Archetipo ceramico per eccellenza, il vaso trascende dalla storia dell’arte per essere di fatto storia dell’umanità. Attraverso le proprie forme, i propri decori, e in tutta la propria eterogeneità di usi di utilizzo e dimensioni, il vaso racconta sin dall’alba dei tempi la storia stessa delle diverse civiltà e, coerentemente con l’evoluzione della storia dell’Arte, esce poco dopo metà del XX secolo dalla cornice delle arti decorative o applicate per entrare in quella della scultura o dell’ arte anche più profonda e concettuale.

La mostra vuole raccontare questo passaggio riannodando fili narrativi che si dipanano dalla seconda metà degli anni 60 del novecento ad oggi.
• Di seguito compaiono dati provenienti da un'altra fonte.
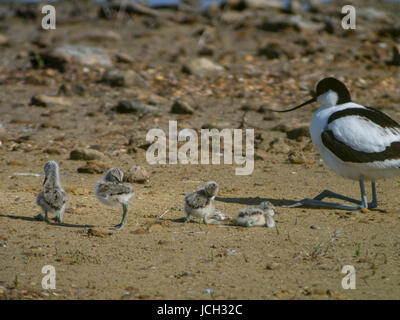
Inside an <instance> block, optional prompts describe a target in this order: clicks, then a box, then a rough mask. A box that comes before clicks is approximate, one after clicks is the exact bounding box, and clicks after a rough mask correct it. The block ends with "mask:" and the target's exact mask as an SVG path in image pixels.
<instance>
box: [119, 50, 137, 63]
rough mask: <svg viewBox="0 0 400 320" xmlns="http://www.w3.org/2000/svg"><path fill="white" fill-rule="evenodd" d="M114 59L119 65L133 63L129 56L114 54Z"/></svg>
mask: <svg viewBox="0 0 400 320" xmlns="http://www.w3.org/2000/svg"><path fill="white" fill-rule="evenodd" d="M115 59H116V60H117V62H121V63H132V62H134V61H135V59H134V58H133V57H131V56H130V55H129V54H126V53H122V52H118V53H116V54H115Z"/></svg>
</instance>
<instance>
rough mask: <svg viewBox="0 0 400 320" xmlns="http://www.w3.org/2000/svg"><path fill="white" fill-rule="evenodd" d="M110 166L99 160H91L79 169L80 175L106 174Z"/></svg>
mask: <svg viewBox="0 0 400 320" xmlns="http://www.w3.org/2000/svg"><path fill="white" fill-rule="evenodd" d="M109 168H110V166H109V165H108V164H106V163H104V162H102V161H98V160H89V161H87V162H86V165H85V166H83V167H81V168H78V172H79V173H89V174H94V173H105V172H106V171H107V170H108V169H109Z"/></svg>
Lo fa rispettando quell’eterogeneità che è sempre stata la caratteristica principale del vaso e quindi spaziando con grande libertà tra due generi che di solito nel mondo della ceramica contemporanea sono appartenenti ad ambiti non comunicanti: quella prodotta dai grandi maestri del materiale e quella degli artisti che la sperimentano dall’esterno, avvalendosi di raffinate e sapienti maestranze.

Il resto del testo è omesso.